The Lead-Lag Report: Looks and Smells Like a Bull
By Michael A. Gayed Jan 17, 2012 11:10 am
This week's Lead-Lag Report further confirms that the bulls are in charge, and market internals are signaling more bullish news is coming.
Below is an assessment of the performance of some of the most important sectors and asset classes relative to each other, with an interpretation of what underlying market dynamics may be signaling about the future direction of risk-taking by investors. The below charts are all price ratios which show the underlying trend of the numerator relative to the denominator. A rising price ratio means the numerator is outperforming (up more/down less) the denominator.
LEADERS: ALL KINDS OF BULLISH Financials (XLF) – Breakout and Trend Confirms Bullish Environment Comments: After a significantly long period of weakness in Financials driven by debt concerns over Europe, the ratio finally appears to have bottomed in December 2011 and is now in the early stages of an uptrend. Last week's outperformance is particularly bullish given the new of S&P's downgrade of nine eurozone countries and earnings released by JPMorgan (JPM) which were in line with expectations. Continued strength in the sector all year is likely necessary for the bullish tone to continue and for equities to rally to potentially new highs. Recent outperformance could feed on itself if investors begin to get the feeling that the worst may indeed be over, and reflation is the thing to position for going forward.
Materials (XLB) – No Longer Boring
Comments: Materials, much like Industrials, received a nice boost of strength last week and a new trend in leadership appears to be forming as investors bet on reflation and a comeback in emerging markets. It is worth noting that if Commodities (DBC) begin to resume their longer-term uptrend because of a recovery in Housing (XHB) here in the U.S. and potential improvement in China's (FXI) market, the Materials sector strength could continue and easily be justified on a renewal of demand by countries for raw materials. It will be interesting to see if the ratio can recoup to pre-Summer Crash 2011 levels. Emerging Markets (VWO) – Bottoming Process? Comments: We may be at a very important juncture as it relates to Emerging Markets which substantially underperformed U.S. markets last year.
I have noted before that a bottom appears to be forming in countries like China (FXI), Russia (RSX), Brazil (EWZ), and India (INP) and with the possibility of a pickup in global growth coming, beaten down emerging market stocks likely have enormous potential to outperform this year in a 2012 reflationary environment.
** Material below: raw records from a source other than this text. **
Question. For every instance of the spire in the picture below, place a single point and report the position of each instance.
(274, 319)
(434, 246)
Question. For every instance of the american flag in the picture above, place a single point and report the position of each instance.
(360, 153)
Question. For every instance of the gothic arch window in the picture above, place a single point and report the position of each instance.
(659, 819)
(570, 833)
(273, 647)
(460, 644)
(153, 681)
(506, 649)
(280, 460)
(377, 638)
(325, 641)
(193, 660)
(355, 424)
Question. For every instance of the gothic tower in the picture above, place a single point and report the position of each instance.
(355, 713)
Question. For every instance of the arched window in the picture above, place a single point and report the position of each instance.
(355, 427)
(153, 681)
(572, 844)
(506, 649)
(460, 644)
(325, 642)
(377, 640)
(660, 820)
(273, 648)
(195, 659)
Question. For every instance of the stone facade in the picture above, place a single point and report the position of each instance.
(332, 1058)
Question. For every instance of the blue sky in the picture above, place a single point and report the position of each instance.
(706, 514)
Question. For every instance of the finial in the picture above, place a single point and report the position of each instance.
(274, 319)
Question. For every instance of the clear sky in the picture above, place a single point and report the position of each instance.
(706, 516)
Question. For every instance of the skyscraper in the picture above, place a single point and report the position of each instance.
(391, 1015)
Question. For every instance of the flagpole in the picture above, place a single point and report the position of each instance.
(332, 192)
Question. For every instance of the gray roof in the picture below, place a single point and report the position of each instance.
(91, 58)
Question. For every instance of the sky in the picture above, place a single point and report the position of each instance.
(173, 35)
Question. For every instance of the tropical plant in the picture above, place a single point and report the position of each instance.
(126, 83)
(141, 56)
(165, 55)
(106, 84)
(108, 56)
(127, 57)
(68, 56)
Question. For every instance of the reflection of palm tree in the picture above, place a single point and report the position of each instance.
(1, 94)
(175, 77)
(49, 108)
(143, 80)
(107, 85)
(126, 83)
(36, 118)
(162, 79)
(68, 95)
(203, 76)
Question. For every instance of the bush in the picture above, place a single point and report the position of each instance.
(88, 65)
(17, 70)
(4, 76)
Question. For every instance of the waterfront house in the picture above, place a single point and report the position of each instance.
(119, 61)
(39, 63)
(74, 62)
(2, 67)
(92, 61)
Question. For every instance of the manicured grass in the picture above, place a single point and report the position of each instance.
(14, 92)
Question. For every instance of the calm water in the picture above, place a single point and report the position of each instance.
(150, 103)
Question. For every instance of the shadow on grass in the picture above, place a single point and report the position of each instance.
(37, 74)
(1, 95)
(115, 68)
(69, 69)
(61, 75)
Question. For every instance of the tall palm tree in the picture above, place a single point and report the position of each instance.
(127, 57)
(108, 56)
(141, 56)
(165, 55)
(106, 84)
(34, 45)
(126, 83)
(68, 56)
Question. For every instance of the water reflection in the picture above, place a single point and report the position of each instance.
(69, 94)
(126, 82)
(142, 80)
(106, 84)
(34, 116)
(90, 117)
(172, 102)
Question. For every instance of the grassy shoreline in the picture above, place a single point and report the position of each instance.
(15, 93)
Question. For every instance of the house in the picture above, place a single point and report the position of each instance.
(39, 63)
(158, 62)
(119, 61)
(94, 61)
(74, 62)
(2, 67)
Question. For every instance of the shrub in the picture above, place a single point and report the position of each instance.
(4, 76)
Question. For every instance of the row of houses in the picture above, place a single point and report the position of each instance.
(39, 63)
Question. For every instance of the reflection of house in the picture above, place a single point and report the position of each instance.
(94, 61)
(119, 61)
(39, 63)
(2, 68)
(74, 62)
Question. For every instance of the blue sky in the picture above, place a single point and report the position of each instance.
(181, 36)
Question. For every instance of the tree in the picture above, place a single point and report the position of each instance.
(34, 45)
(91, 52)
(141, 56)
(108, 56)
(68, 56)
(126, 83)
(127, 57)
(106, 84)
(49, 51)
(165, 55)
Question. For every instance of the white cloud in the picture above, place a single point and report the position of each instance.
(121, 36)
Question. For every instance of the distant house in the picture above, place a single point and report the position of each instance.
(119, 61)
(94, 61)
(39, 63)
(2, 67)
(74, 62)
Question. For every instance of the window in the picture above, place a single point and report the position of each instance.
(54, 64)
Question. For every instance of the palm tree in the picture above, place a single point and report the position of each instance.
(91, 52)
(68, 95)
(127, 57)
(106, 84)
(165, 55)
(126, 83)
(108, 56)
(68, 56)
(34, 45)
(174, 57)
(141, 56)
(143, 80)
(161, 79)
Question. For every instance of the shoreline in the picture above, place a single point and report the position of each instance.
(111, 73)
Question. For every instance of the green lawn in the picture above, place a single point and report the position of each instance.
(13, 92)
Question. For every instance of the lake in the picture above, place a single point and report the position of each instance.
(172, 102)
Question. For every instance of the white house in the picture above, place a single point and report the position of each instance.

Notice how far away the ratio is from pre-Summer Crash levels, with any kind of a run back to those levels a big move potentially to exploit in the months ahead.
LAGGARDS: BEAR TRADE CONTINUES TO WEAKEN Consumer Staples (XLP) – Underperformance Signals More Bullishness Comments: I noted last week that "continued weakness into the end of this week would indeed be a very positive sign for the bulls, as volatility declines and animal spirits possibly return with a vengeance." Weakness did indeed continue in the sector as it failed to keep up with the S&P 500 (IVV). While entirely possible for the ratio to retest its 20 day (1 trading month) moving average in the next couple of weeks, it does appear that the uptrend is now definitively broken as animal spirits return to markets and a bullish environment causes money to begin to chase higher beta stocks and not less-cyclical Consumer Staples.
Utilities (XLU) – From Income to Capital Appreciation?
Comments : Given the sensitivity of the highly leveraged Utilities sector to the future direction of interest rates, and the general move into the group when investors favor income over capital appreciation, last week's continuation of weakness further confirms a bullish environment for risk and the idea that the Winter Resolution may indeed be an uptrend after all. I fully suspect that the sector will recoup some of its underperformance in the coming weeks, but the trend down appears fairly entrenched at this point as the fever breaks in Europe and markets begin to anticipate the end of bad news (which is good news). While Utilities were a star performer last year, 2012 may result in a completely new set of sector leaders. Europe, Australasia, and the Far East (EFA) – Nearing the Bottom?
: Last week I noted that "much of this weakness may be attributable to a strong dollar/weak Euro given that EFA is denominated in dollars, and has a negative currency effect as a result. Having said that, the ratio's decline may be overdone, whereby international markets could certainly begin to outperform the U.S. on a pure mean-reversion trade. From an equity allocation standpoint then, EFA might provide an opportunity to outperform in the coming weeks." While weakness did persist, the ratio did not make new ratio lows and may be at a relative bottom now that the Downgrade Rampage could be nearing its end. Don't count out other developed markets just yet – a mean reversion trade may yet be coming.
Great bull markets tend to occur when nobody is expecting it, and when strength persists in the face of negative news.